Dass eben dieser Aspekt, dass nämlich diese Kraftwerke nach heutigen Maßstäben Fehlkonstruktionen sind, die konstruktionsbedingt alle dieselben Schwächen aufweisen und daher das selbe Verhalten/Versagen zeigen, nicht in den Medien und von unserer Politik beleuchtet wird, halte ich für sehr bedenklich. Icher will man nicht die Panik schüren. Wenn heute jemand mit einer Ju-52 über dem Atlantik abstürzte, würden doch auch alle sagen, ja so ein altes Teil, das musste so kommen! Ein bisschen Sturm und das Ding geht zu Bruch. Das Fliegen würde sicher niemand in Frage stellen. (Nichts desto trotz gibt es auch in Deutschland AKW's, die ich abgeschaltet und ggf. durch Neubauten ersetzt hätte... gerade die alten Siedewasserreaktoren)

Wegen einer oder ggf. drei partiellen Kernschmelzen d.h. wenn der Reaktordruckbehälter intakt bleibt gehts weiter... das ist nicht sooo schlimm, macht aber die Entsorgung extrem schwierig. Sicher ginge das aufgrund der massiven Kontamination erst in einigen Jahrzehnten. Das schlimmste in der aktuellen Situation ist, dass das Reaktorgebäude oben offen ist und somit sämtliche Kontamination, die der Reaktor ins Gebäude abgibt, nach außen dringt. Dies ist ein so sträflicher Konstruktionsfehler, dass es nicht in Worte zu fassen ist. Wie es bei einer kompletten Kernschmelze aussieht, kann ich nicht abschätzen. Hoffen wir, dass dann alles möglichst breit im unteren Reaktorgebäude auseinander läuft (und somit unterkritisch bleibt und man dann oben Sand drauf kippen kann, um das ganze zu verglasen und später einzubetonieren.
In so einem Fall ist an einer Entsorgung wie in Tschernobyl nicht zu denken. Dort starben übrigens viele Leute an Bleivergiftung, weil man versuchte, den Reaktor statt mit Sand/Beton mit Blei zu kühlen und zu verschließen bzw. abzuschirmen. Das Blei verdampfte in der Hitze, wurde eingeatmet und weitverteilt. Einzig allein keramische Materialien machen Sinn.

Die Lage in Japan schätze ich als äußerst ernst ein. Steuerbar ist sie nicht mehr, aber möglicherweise noch beherrschbar. Hoffen wir das Beste!

Ich hoffe, dass ich euch (auch ungefragt) ein paar Details zu den Vorgängen dort erklären konnte. Wie gesagt es basiert alles auf meinem begrenzten Kenntnisstand und meinen begrenzten Informationen, ist aber hoffentlich nicht ganz daneben.
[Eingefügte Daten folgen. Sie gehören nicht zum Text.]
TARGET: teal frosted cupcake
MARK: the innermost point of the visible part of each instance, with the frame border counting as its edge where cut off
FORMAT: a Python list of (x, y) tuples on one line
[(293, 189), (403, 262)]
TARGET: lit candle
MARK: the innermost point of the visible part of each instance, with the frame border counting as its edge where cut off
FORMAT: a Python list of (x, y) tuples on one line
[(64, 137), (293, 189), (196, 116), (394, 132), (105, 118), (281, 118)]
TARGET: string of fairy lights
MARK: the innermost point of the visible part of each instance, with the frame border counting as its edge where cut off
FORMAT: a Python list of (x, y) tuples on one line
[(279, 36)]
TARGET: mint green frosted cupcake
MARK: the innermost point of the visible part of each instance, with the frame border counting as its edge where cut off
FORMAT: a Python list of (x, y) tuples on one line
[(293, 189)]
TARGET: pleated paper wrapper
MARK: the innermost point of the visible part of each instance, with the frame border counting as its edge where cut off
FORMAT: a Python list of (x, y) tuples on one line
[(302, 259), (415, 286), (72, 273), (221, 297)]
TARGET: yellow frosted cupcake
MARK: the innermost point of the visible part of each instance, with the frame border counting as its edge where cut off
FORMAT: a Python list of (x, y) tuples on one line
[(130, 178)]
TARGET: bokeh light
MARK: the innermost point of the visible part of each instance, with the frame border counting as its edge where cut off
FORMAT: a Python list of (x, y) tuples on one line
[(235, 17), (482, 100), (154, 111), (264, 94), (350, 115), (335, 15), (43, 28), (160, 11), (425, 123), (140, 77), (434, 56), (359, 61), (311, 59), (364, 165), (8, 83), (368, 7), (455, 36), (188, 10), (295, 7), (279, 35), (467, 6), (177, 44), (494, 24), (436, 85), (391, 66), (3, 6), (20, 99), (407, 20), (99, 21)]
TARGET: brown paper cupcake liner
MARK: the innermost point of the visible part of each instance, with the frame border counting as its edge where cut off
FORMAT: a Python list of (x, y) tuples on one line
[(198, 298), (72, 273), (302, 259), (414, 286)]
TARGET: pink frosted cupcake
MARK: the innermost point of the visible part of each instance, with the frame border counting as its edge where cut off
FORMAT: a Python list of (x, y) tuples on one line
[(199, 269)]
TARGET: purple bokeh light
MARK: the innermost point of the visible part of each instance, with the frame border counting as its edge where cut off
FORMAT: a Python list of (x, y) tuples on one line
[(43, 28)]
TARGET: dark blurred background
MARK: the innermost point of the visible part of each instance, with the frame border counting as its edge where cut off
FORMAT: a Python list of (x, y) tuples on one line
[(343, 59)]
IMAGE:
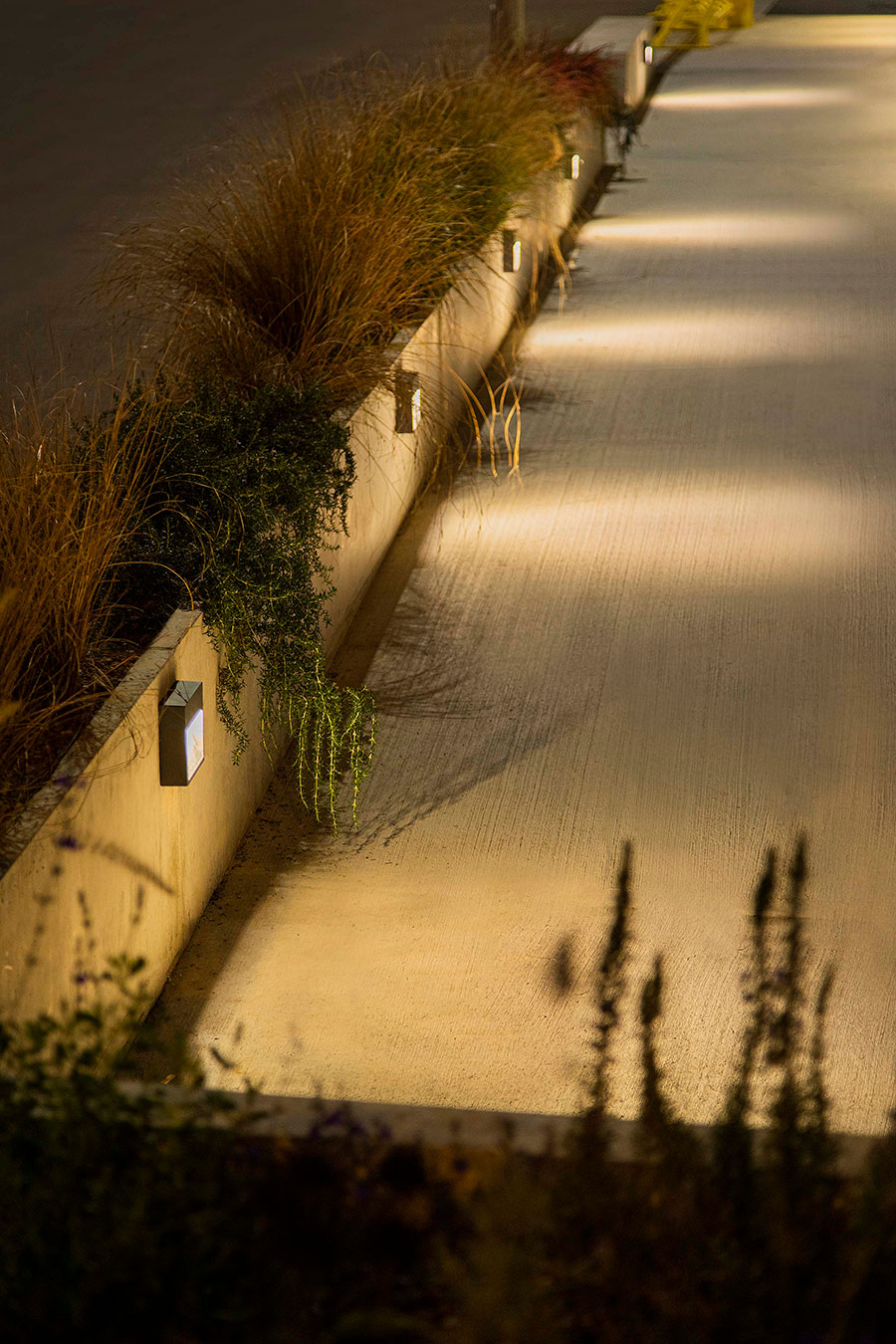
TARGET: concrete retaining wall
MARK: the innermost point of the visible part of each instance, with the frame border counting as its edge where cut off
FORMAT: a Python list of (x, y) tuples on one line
[(109, 860), (626, 38)]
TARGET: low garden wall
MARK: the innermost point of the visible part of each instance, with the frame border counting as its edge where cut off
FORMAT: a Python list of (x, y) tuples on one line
[(108, 862)]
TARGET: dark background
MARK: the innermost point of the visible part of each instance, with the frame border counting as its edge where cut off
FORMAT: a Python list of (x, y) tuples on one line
[(104, 104)]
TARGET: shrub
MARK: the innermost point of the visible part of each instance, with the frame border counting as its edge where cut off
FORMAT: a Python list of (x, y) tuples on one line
[(243, 503), (156, 1218)]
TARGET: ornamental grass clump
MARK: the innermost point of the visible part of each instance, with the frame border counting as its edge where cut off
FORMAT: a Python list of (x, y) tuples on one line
[(73, 488), (341, 227)]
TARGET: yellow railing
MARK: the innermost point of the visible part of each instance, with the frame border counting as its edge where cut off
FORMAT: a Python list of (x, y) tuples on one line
[(697, 18)]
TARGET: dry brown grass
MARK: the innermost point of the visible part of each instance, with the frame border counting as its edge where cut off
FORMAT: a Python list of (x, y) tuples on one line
[(341, 227), (70, 494)]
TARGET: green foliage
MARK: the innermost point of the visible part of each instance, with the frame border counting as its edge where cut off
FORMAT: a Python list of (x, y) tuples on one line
[(250, 492), (162, 1214), (154, 1217), (749, 1238)]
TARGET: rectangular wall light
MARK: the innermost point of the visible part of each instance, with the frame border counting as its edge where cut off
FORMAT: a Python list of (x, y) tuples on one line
[(512, 250), (573, 167), (408, 402), (181, 734)]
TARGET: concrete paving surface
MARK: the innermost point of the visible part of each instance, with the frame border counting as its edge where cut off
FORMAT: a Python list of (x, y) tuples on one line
[(676, 629)]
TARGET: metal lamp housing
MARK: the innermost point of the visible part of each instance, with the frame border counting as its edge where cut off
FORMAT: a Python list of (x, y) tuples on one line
[(181, 734), (408, 402)]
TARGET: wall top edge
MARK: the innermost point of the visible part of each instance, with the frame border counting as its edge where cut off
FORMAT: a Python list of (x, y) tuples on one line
[(92, 741)]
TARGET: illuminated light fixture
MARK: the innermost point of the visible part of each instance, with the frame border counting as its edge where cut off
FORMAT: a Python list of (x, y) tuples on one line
[(408, 402), (181, 734), (512, 250)]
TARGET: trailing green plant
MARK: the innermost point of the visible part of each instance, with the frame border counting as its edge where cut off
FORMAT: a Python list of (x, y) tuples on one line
[(251, 490)]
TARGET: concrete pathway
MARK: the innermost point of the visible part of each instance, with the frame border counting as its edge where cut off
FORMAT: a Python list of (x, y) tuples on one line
[(107, 105), (677, 629)]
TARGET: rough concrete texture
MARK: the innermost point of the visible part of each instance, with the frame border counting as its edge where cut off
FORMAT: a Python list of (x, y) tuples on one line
[(676, 629)]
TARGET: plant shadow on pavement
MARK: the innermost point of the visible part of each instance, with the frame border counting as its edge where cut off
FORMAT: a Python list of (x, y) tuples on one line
[(165, 1216)]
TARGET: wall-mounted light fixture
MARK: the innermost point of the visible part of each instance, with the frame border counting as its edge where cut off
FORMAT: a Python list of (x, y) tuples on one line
[(408, 402), (181, 733), (573, 167), (512, 250)]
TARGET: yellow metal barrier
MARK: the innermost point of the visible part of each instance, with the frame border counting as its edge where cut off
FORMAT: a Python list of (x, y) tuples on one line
[(697, 18)]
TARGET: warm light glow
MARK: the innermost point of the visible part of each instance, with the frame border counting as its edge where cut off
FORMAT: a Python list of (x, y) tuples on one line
[(680, 336), (757, 229), (742, 100), (720, 530)]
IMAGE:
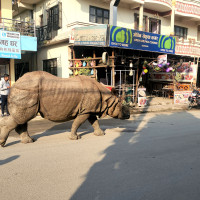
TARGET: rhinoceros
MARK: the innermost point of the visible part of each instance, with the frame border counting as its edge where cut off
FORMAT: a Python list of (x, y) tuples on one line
[(58, 99)]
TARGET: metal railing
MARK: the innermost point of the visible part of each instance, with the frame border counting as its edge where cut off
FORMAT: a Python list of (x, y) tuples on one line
[(43, 33), (25, 28)]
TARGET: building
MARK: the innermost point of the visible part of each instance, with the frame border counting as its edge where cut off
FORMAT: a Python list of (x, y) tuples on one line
[(17, 37), (56, 20)]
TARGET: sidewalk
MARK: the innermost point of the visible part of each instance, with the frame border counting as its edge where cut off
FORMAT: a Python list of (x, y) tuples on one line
[(156, 104)]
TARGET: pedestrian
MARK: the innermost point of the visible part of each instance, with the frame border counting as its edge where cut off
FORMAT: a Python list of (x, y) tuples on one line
[(5, 89)]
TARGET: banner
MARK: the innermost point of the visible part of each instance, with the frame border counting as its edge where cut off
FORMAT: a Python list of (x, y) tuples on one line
[(10, 45), (181, 97), (139, 40), (91, 36)]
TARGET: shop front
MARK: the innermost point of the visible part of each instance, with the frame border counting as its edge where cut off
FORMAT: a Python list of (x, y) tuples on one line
[(128, 59)]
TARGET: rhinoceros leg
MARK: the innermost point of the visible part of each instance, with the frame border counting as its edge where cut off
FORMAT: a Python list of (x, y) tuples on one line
[(7, 124), (80, 119), (95, 124), (22, 131)]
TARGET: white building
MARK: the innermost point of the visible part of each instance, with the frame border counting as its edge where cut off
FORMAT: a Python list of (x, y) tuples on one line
[(55, 20)]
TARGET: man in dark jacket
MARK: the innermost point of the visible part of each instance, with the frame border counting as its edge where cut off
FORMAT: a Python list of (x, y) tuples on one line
[(5, 89)]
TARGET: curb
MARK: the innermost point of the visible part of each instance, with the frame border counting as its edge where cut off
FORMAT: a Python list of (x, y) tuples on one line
[(158, 108)]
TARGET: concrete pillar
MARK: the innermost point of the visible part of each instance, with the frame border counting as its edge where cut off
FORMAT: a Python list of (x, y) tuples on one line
[(12, 71), (173, 17), (141, 11)]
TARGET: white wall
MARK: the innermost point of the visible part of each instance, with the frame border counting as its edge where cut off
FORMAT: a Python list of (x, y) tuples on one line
[(59, 51)]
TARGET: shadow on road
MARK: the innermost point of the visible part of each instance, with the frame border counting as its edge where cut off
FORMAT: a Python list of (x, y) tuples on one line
[(155, 158), (7, 160)]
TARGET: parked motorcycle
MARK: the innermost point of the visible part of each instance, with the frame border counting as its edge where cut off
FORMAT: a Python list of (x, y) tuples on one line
[(194, 99)]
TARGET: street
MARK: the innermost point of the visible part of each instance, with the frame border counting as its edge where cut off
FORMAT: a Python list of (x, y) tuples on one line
[(151, 156)]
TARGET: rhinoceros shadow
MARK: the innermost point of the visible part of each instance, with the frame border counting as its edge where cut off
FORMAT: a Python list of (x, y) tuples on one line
[(159, 159), (7, 160)]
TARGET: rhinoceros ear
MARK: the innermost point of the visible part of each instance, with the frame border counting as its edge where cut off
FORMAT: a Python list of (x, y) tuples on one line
[(114, 92)]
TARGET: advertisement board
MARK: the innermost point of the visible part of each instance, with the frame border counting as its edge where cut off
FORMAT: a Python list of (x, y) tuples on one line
[(10, 45), (142, 99), (181, 97), (139, 40), (91, 36)]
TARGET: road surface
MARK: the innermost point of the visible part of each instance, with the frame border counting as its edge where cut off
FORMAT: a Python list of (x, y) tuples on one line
[(152, 156)]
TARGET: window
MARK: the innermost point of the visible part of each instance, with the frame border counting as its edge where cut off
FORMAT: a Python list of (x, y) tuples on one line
[(54, 17), (21, 69), (181, 32), (154, 25), (50, 66), (136, 22), (41, 20), (99, 15)]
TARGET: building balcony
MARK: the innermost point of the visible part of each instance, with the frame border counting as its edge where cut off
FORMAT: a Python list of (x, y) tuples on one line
[(19, 6), (158, 5), (43, 34), (24, 28)]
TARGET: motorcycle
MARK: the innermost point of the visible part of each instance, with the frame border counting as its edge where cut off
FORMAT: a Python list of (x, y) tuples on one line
[(194, 99)]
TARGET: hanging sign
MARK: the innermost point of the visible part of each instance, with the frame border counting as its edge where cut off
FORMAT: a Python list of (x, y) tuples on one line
[(91, 36), (132, 39), (10, 45)]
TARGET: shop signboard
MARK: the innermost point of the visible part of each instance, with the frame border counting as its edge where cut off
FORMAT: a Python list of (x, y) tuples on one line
[(142, 99), (139, 40), (91, 36), (181, 97), (10, 45)]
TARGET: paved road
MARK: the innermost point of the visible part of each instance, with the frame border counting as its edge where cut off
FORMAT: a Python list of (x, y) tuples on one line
[(153, 156)]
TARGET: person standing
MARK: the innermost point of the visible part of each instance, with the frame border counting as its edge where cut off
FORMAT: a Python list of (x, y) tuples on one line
[(5, 89)]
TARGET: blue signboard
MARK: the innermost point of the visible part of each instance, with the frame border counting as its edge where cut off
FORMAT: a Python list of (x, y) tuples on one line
[(10, 45), (132, 39)]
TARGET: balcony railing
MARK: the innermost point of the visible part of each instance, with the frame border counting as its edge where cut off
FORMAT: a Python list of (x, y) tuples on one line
[(43, 33), (25, 28)]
Liebe Grüße und keine Strahlende Zukunft Euer Marco

P.S: Jodtabletten in Deutschland zum jetzigen Zeitpunkt einzunehmen (Jodblockade der Schilddrüse) wäre eher dumm und schädlich als gesund.
Ab einem gewissen Alter macht das eh keinen Sinn mehr. Bei Kindern und Leuten mittleren Alters mag es noch nützen. Bei zunehmendem Alter ist die Gefahr einer Auslösung einer Schilddrüsen-Überfunktion viel, viel höher als die Chance an Schilddrüsenkrebs zu sterben.